4chan downloader for threads & images
By combining my superior technical skills with the php simple html dom parser, I was able to come up with a pretty neat php script which will go to 4chan, search for your specified threads and download the threads as a whole along with all of its posts and images right to your php 5+ server.
All you need to do is specify which keywords to look for in the settings.php file and create a cron job to launch pull.php to visit 4chan every x minutes. So, for example, if you wanted the 4chan image downloader to visit You Laugh You Lose threads, you’d simply type “ylyl” as the $wordToFind variable- it couldn’t be more simple!
I have made the script open source and available for everyone on Github so if you understand code, feel free to make something cool based on my 4chan threads crawler script. There are a couple of things on my to-do list and I have written more about it on the Github page.
You Laugh You Lose 4Chan Archive
The You-Laugh-You-Lose threads of 4chan were what inspired me to create the 4chan you laugh you lose archive and the crawler has worked out quite nicely by pulling all the ylyl threads it can find directly to my server.
It’s a bit of a gamble to actually find a thread because my host is an ass and only allows a cron job to run every hour (minimum).
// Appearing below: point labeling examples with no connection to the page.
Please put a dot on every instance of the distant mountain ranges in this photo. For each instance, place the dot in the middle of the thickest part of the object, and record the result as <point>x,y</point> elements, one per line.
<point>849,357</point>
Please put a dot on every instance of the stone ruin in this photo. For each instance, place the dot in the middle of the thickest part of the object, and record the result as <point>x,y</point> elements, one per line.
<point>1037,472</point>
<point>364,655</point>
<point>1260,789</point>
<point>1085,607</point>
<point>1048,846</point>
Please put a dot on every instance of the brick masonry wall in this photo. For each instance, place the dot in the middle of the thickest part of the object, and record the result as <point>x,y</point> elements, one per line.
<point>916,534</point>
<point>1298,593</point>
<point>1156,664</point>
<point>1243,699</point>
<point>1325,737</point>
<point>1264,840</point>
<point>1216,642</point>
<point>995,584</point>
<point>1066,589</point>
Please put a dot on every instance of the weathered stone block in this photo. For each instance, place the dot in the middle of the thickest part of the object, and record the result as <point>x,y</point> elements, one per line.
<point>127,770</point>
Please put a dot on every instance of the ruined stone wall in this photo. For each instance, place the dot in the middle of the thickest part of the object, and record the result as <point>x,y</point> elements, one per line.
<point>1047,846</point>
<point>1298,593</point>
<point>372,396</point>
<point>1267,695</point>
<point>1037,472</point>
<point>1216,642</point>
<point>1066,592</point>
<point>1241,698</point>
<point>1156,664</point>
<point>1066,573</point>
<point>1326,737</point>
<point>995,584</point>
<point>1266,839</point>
Of course I could visit pull.php manually when I see a YLYL thread, but that kind of loses the purpose of my script as the point was to help me get a dose of ylyl when I have been away.
We all know how 4chan can be from time to time and since I haven’t figured out a way to filter out “certain” images that people enjoy to post and get banned for, my script could (in theory) get you in trouble for saving certain pictures to your server.
That being said, I hear that Google has an algorithm for that in Gmail so it’s certainly possible to come up with a filter of some sort. I guess it needs more research as I’m not all that familiar with image recognition software just yet.